BENGALURU: In 1998, when a 36-year-old Yana Lewis, a ballerina from London, first arrived in India to be part of her yoga guru, BKS Iyengar’s 80th birthday, she never dreamt that the country will soon become her home. Now 55 years old, she helms The Lewis Foundation of Classical Ballet, a premier ballet school and performing arts company based in the city. But she is solicitous of her pursuit: grow sprouts of self-respect among destitute children through the dance form.
Although her dance school has 1000 students enrolled and 500 on waiting list, Yana asserts that while her mission is to bring classical ballet to the forefront in India, her heart lies in the foundation’s outreach programme.
The regular outreach programme includes weekly classes at Parikrma Foundation, an NGO, where, in addition to the regular classes, the foundation provides ballet shoes, costumes for biannual shows, and scholarship placements at the school for talented students.
“At Parikrma, we trained 68 students out of which 44 are still with us. I visit the school once in a week and see how I can impact their lives. Today, the bond is huge. Looking at the incorrigible street children performing international style of ballet makes us proud. They gain a sense of self-respect,” she says.
Commenting on how an international dance can inspire underprivileged children when India has several classical dance forms, she says, “Indian classical dance is in its own league. With ballet, I wanted to connect with the children and channel their energy in the right direction. Being in a story and being someone else brought in another way of life for them. It showed them life outside of what they already know. So I started with creative movements and then moved to ballet. There was no language barrier because movements spoke.”
According to her, unlike privileged children, the rawness of energy is easy to channel into performance. “Children who have everything lose that rawness. It is not natural in them since the essence has vanished. Through dance, the underprivileged children are able to express joy which they never felt before,” she notes.
Having come up with a world-class dance studio with India’s first fully sprung dance floor installed by flooring experts from the US, near Ulsoor Lake, Yana mentions that with the studio she has been able to take on further NGO classes, workshops, choreographic competitions and other activities for all students, both from her dance school and from the outreach programme. Ask her about her decision to stay back in India, leaving the comforts of London, and she quips, “India has natural vibrancy.”

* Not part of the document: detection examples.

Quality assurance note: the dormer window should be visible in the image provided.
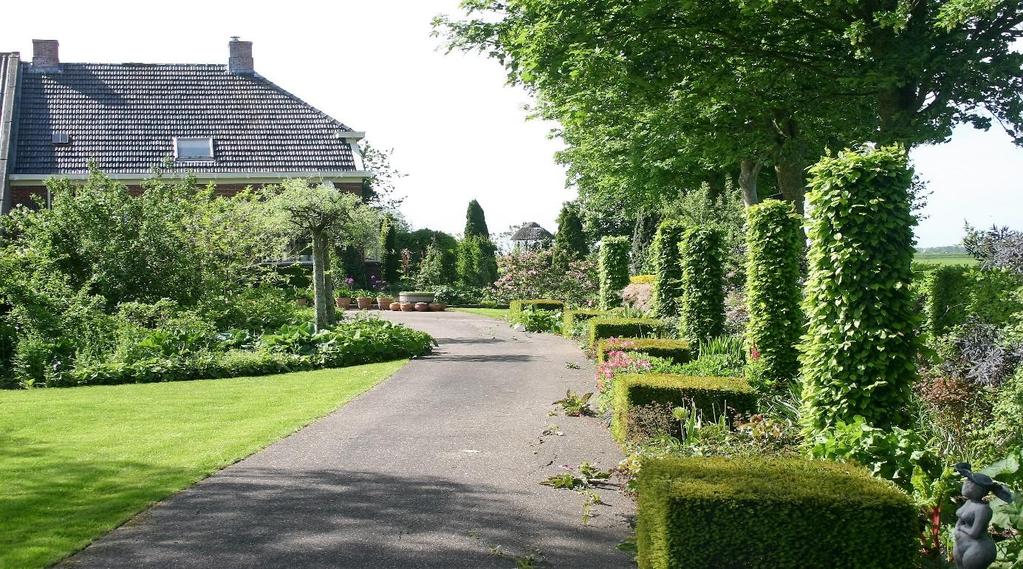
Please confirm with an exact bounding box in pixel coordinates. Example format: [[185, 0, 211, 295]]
[[174, 136, 213, 161]]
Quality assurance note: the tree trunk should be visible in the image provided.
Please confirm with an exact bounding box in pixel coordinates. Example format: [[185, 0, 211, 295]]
[[774, 156, 806, 214], [739, 160, 763, 208], [312, 231, 333, 332]]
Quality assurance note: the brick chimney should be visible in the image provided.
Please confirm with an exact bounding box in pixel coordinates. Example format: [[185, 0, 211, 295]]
[[32, 40, 60, 73], [227, 36, 256, 75]]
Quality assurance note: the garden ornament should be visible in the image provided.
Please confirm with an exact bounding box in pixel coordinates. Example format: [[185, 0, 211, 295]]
[[952, 463, 1013, 569]]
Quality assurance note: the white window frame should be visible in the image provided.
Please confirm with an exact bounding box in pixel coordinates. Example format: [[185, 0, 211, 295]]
[[174, 136, 215, 162]]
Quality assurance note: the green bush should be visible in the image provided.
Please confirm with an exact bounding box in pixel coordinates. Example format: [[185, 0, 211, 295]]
[[611, 374, 757, 443], [801, 147, 918, 434], [636, 457, 921, 569], [678, 227, 724, 342], [562, 308, 613, 338], [652, 219, 685, 318], [746, 200, 806, 384], [589, 317, 668, 347], [596, 338, 693, 364], [597, 237, 630, 310]]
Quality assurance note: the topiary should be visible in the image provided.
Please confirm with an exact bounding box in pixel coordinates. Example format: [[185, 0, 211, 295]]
[[678, 227, 724, 342], [598, 237, 629, 310], [653, 220, 685, 318], [800, 146, 918, 434], [746, 200, 805, 384]]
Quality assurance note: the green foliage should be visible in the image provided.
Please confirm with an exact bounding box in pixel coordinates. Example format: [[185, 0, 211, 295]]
[[636, 457, 920, 569], [801, 147, 918, 432], [455, 235, 497, 287], [380, 216, 401, 283], [611, 374, 757, 443], [678, 227, 724, 342], [461, 200, 490, 239], [554, 202, 589, 263], [653, 219, 685, 318], [596, 337, 693, 364], [589, 317, 668, 347], [746, 200, 805, 385], [598, 237, 629, 310]]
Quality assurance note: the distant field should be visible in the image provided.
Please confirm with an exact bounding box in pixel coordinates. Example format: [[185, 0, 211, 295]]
[[914, 253, 977, 265]]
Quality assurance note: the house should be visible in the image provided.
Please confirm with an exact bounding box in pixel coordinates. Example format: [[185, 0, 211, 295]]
[[0, 38, 369, 213]]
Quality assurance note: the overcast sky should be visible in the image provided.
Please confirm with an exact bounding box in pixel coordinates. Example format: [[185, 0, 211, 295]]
[[0, 0, 1023, 246]]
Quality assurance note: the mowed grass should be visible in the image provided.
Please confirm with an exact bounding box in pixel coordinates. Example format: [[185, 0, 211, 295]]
[[0, 360, 405, 569], [450, 308, 508, 320]]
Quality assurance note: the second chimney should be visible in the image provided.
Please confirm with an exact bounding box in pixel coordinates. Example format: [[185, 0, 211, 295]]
[[32, 40, 60, 72], [227, 36, 256, 75]]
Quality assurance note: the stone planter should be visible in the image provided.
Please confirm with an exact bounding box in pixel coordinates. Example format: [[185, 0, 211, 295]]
[[355, 297, 373, 310], [398, 292, 434, 304]]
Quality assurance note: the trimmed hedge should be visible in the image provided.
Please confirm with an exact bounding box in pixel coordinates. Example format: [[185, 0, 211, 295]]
[[596, 338, 693, 364], [746, 200, 806, 385], [652, 220, 685, 318], [801, 146, 919, 433], [562, 308, 612, 338], [678, 227, 724, 342], [589, 317, 668, 348], [636, 457, 921, 569], [611, 374, 757, 443], [598, 237, 631, 310], [508, 299, 565, 315]]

Reminiscing her journey so far, Yana observes that after arriving in India, she travelled across the country and felt that Western dance was far removed in the country which made her feel awkward. “The western dance practised here was not the right technique or style. Western dance emulates from the classical form and unless you have ballet training, you cannot call yourself a western dancer. There was a mismatch and I felt uncomfortable and wanted to do something about it and make people understand the difference,” she avers.
Having landed in Chennai and a short stay in Pune, it was in Bengaluru where she met many passionate dancers. “I started injury prevention classes initially and moved to conducting workshops, staying in the city for 6 months. Then I got a five year Visa and later, permanently settled down in Bengaluru. In 2006, I started The Lewis Foundation for Classical Ballet,” she says.
She is now working towards the foundation’s bi-annual show to be held on December 9, titled Belle and the Beast, which will have over 1,200 children from various NGOs in Bengaluru as the audience. “We will be arranging everything from buses to food for them,” she says. Yana now hopes to continue her outreach programme and expand it to cover more children from other NGOs. “After all, for me they are special,” she says.